In the not too distant past, a number of us used to engage in this rather elaborate ritual. One would begin by taking a piece of paper, finding a pen, writing on the paper, and walking down to the post-office & paying the nice folks there to get this piece of paper delivered to some corner of the world. This crazy ritual was called 'writing letters', a practice I thought was now extinct. I was pleasantly surprised earlier this week, when I received two postcards and a letter - from a friend stuck in a picturesque little village in Bretagne. The only way she can reach the outside world is, well, by writing!

It gave me such a thrill to see an envelope addressed in a hand I could recognize. Ever since I moved to this country, the only folks who "write" to me are the cable guy, the gas guy, the electrcity & cell phone folks, and yeah, of course, the rowdy lot over at the credit card company. The only pleasure a visit to the mail room provides is the occassional more than usually ironic example of direct marketing gone wrong (a discount coupon from ChristianSingles.com tops the list at the moment, while an invitation to join the American Civil Liberties Union is possibly the spam I am the proudest of triggering). When I saw this innocent little envelope, I didn't even wait to get home - I just tore it apart right there & read the whole 2 pages, or whatever, and had a goofy smile pasted on my face for the rest of the week. In fact, I showed off the postcards to everyone at work the next day (when you see the picture on the right, you'll know why.
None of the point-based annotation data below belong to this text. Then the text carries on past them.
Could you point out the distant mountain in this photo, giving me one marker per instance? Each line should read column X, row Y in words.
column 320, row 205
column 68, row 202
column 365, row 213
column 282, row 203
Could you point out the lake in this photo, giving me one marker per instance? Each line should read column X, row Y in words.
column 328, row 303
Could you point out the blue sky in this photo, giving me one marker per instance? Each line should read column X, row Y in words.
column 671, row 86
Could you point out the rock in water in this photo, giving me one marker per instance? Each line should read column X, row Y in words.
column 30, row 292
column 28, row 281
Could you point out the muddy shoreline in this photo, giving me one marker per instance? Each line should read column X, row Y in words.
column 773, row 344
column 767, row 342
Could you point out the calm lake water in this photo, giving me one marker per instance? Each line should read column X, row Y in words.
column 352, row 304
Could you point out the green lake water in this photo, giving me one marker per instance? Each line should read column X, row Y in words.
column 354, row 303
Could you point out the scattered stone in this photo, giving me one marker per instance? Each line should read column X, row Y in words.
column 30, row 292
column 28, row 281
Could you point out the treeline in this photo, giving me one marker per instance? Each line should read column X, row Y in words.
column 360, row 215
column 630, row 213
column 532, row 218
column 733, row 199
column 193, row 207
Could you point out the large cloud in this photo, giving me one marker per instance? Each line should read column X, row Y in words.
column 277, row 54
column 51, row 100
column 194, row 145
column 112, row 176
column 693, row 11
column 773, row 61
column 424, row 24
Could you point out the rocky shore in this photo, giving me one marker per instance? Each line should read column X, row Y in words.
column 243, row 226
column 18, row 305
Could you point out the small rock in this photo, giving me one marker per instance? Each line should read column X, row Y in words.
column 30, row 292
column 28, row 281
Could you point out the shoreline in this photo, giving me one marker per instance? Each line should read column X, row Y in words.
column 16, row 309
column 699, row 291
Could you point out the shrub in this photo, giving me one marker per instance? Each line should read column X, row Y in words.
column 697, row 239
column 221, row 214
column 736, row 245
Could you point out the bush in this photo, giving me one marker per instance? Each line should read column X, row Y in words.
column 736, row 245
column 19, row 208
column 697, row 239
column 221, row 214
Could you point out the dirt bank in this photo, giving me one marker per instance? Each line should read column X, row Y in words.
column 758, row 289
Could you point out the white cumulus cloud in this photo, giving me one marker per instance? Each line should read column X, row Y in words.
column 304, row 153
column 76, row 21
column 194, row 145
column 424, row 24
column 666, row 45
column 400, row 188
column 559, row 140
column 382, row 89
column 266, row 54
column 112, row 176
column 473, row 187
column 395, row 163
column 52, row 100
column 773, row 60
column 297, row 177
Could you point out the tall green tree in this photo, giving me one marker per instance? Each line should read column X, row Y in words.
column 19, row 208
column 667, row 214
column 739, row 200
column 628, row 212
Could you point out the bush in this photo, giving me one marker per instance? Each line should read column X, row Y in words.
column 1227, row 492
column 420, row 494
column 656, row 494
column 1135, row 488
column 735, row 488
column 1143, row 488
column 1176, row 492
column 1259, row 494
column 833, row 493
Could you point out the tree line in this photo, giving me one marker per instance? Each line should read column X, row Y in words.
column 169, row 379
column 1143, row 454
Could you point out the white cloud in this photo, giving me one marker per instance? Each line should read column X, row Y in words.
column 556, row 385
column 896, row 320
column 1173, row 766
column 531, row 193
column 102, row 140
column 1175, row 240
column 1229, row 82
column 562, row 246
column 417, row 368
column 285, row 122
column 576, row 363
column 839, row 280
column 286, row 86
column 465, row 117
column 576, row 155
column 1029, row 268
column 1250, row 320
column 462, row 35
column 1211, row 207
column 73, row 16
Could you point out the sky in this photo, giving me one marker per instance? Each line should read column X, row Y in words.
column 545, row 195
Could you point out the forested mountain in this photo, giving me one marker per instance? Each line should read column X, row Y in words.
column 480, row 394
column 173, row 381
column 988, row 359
My friend, temping as a guide, lives in this castle!)

I was sorely tempted to write back. Indeed, as late as 2001, I was still writing long letters (mostly during Economics lectures, with mad Dr.P believing I was furiously taking notes) and spending hundreds of rupees every year on stamps. I did use email, but not for pleasure. That sounds quite naughty, but the actual explanation is more mundane than you might expect. Email was for ex-classmates / distant cousins you didn't care too much for. The truly special friends always received a letter. Email was for job applications, acquaintances, and the like...

I stopped writing letters after I started working. It was so much easier to type up something at the end of the day. The Haryana Postal Department also went a long way in building trust in email. Then of course, I realized that an email lets me rant on much more than a letter does. I am ashamed to admit it, but email lets me copy & paste stuff... Shameful, I know, but, when you've written something particularly witty, it feels like such a shame to not share it with as many friends as possible.

All this time, I never felt I was betraying the written word. After all, I could always go back. Email's just a temporary phase. I can quit any time I want to. I just have to put my mind to it. Receiving an actual letter made me realize just how far deep I have gotten into this terrible habit. My friend invited me to 'write' back, even provided a snail mail address. What did I do? I emailed her back!!! Sends shivers down my spine even now, when I think about my disgusting deed.

I have been exposed for the hypocrite I am. Sure, I still carry on, pottering about with a fountain pen (adventures of my attempts to buy a bottle of ink reserved for a later post). I may rant against technology and curse all computers. But come high noon, when I'm faced with a write-or-type situation, what do I do? I fold, like the lilly-livered ex-technophobe I am!

Perhaps there is hope for someone like me. If I start again, slowly, with postcards perhaps, I can still teach myself to write again. It will be challenging - I will actually have to think about what I wish to communicate before I put pen to paper. I will have to find my way around a world without backspace, ctrl x, ctrl c & ctrl v. I will have to remember to buy stamps, dig out snail mail addresses of all my friends... And of course, I must steel myself for the heart-break - when no one writes back to you, it feels so much worse than when they don't email back. Friends will curse me for putting them on the spot...others'll laugh at another example of my anachronism, USPS will make a lot of money... but surely, there's hope?

I have to believe I can redeem myself yet. Today, it's email, tomorrow, what if I let this mania grow and God forbid, stop subscribing to magazines & newspapers, just make do with reading online? Or worse, trade in my library card for some e-book membership? Quelle horreure! Vive la France, for continuing to have villages without even a dial up connection. Were it not for a bunch of way-behind-the-times villagers in Bretagne, I'd have never had a chance to save my soul. Thank you, good people of Achères-la-Forêt - we need more of you in this world.